Primeiro, com a pretensa colocação “em cartaz” de um filme inédito de Johnnie To – algo que parece incrivelmente positivo a princípio. Acontece que o tal “lançamento em cinema” (assim tratado até pelos jornais) nada mais era do que uma estratégia de lançamento em DVD de uma distribuidora brasileira. Ou seja: em primeiro lugar, o que poderia parecer a disponibilização de algo raro era simplesmente a exibição em tela maior de algo acessível a todos nas locadoras; e, pior ainda, a moda pode pegar e, colocar um DVD para rodar numa sala passar a significar “lançar um filme em cinema” – jogando fora assim toda atenção ao espaço específico (mesmo em digital) da sala de cinema como espaço diferenciado. Por isso é que, aqui na Cinética, Exilados, de Johnnie To, continua sendo um filme inédito em cinema no Brasil (salvo suas duas exibições “secretas” em 35mm no Festival do Rio – mesmo sem constar do catálogo do mesmo).

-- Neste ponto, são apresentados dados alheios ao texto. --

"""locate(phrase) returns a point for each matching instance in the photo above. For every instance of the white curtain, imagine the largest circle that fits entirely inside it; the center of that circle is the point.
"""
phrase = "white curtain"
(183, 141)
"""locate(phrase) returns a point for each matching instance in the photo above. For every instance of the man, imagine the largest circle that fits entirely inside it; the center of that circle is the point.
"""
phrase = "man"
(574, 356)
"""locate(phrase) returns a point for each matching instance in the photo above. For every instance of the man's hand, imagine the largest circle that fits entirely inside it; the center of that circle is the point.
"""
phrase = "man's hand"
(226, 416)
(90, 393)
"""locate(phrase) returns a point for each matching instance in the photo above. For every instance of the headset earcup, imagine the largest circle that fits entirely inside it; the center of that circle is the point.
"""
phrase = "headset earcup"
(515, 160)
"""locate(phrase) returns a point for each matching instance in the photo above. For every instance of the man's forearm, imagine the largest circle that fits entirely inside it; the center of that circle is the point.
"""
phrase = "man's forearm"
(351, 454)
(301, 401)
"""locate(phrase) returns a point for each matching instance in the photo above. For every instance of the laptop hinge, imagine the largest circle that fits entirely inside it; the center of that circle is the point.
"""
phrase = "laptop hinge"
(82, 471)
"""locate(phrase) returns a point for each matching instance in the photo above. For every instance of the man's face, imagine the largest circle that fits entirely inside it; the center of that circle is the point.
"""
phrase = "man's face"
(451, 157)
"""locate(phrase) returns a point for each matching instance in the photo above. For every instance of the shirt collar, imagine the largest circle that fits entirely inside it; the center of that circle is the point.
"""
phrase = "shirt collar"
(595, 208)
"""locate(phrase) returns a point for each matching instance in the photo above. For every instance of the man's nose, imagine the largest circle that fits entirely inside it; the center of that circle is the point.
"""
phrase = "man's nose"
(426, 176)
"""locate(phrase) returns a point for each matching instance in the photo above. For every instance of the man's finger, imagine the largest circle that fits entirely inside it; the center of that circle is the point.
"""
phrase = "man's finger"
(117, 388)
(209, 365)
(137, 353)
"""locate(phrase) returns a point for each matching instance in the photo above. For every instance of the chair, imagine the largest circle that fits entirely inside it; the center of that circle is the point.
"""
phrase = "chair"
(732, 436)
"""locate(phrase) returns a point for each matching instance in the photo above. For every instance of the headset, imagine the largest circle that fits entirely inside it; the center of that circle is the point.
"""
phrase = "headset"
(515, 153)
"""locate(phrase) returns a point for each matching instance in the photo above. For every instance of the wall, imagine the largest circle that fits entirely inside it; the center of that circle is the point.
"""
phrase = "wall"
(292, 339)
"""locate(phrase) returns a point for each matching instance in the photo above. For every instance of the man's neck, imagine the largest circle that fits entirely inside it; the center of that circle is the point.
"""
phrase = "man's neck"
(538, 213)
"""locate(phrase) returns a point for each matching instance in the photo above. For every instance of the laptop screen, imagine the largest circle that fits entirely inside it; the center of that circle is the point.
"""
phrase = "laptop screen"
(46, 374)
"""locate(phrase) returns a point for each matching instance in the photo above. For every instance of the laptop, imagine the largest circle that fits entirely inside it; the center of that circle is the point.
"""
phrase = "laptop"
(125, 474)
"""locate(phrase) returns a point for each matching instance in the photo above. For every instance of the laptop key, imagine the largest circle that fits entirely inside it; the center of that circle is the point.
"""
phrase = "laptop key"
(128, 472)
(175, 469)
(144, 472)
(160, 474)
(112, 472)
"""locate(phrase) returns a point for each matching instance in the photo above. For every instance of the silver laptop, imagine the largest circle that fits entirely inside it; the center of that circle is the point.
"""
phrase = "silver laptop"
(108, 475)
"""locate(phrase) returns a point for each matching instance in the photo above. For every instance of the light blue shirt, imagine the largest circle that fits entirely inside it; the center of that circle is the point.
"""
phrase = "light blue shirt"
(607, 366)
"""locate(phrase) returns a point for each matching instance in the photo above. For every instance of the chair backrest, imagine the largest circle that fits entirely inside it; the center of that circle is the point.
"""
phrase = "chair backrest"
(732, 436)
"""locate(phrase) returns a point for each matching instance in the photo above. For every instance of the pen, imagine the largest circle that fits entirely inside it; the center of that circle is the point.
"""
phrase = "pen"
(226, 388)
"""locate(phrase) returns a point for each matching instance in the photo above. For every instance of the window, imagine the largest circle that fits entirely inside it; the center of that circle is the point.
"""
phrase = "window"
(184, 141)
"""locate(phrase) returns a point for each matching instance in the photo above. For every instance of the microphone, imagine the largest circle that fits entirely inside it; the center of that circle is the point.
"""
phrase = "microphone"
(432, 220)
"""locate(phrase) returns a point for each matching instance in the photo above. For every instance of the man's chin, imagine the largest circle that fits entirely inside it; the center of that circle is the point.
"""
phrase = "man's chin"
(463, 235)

Depois, a sala parece agora ter enveredado pelo duvidoso caminho de “despejar” em cartaz filmes brasileiros excluídos das salas comerciais. De novo, o que parece saudável em primeiro olhar, revela-se absolutamente inócuo – ou pode-se dizer que as menos de 500 pessoas que viram I Hate São Paulo nas suas 3 semanas em cartaz o tornaram menos “inédito” ou “inacessível”? Sem contar com um verdadeiro circuito de salas populares que dê a este lançamento uma mínima circulação, trata-se de medida sem qualquer repercussão em números ou sequer artística – já que realizada a partir de uma curadoria que parece feita na base da “porta da esperança” (“você quer lançar seu filme em São Paulo, finalmente??”), sem se importar com a qualidade (ou falta de) dos filmes exibidos. Sem contar que, de novo, a qualidade da cópia digital do filme acima citado impede mesmo que se fale de lançamento em cinema (parecia uma fita de vídeo de má qualidade, sem mínima definição de cores ou contraste) – principal motivo pelo qual não escrevemos crítica na seção Em Cartaz. Não por acaso, testemunhamos sessão do filme com outras 4 pessoas dentro da sala, não obstante o “preço popular”. A continuar assim, o projeto do Pop Cine, ao invés do começo de algo diferente, se parece mais e mais com o fim de algo já bastante conhecido.

Verdade é tudo?
por Eduardo Valente
Cobrindo o É Tudo Verdade de 2007 de maneira mais panorâmica que imersiva, percebi que, mais do que nunca, está difícil entender o critério que separa os filmes em diferentes mostras do festival. Por um lado, uma experiência ousada de linguagem como Bloqueio está na mostra O Estado das Coisas (que, como diz o nome, deveria nos remeter a questões da contemporaneidade) – quiçá para nos fazer ver o estado das coisas em Leningrado, 1944? Por outro, na mostra Horizonte (que, a princípio, devia sinalizar experiências de avanço da linguagem do cinema documental) temos trabalhos caretas como o chatíssimo Stone Time Touch, que usa efeitos mais que batidos de superposição de imagens para justificar sua lógica de “filme-diário” de auto-descoberta – mas que, por outro lado, trata de uma percepção plenamente contemporânea da Armênia (tanto que, aliás, sua protagonista fala em determinado estar investigando – juro – “o estado das coisas” na Armênia). A impressão que fica é que a ousadia de Bloqueio, porque discreta (afinal é uma questão de uso do som), perde espaço para um filme cuja “ousadia” fica num nível completamente epitelial (o “falso ousado”). Da mesma forma, Zeit des abschieds também está na mostra Horizonte, mas sua força está longe de vir de alguma questão de expansão das fronteias do documental – vem mesmo de seu personagem e da maneira como ele é exposto. Será que havia filme mais forte e importante na Competição do que este, que passou no Rio escondido na hora do almoço, no Oi Futuro? Eu duvido.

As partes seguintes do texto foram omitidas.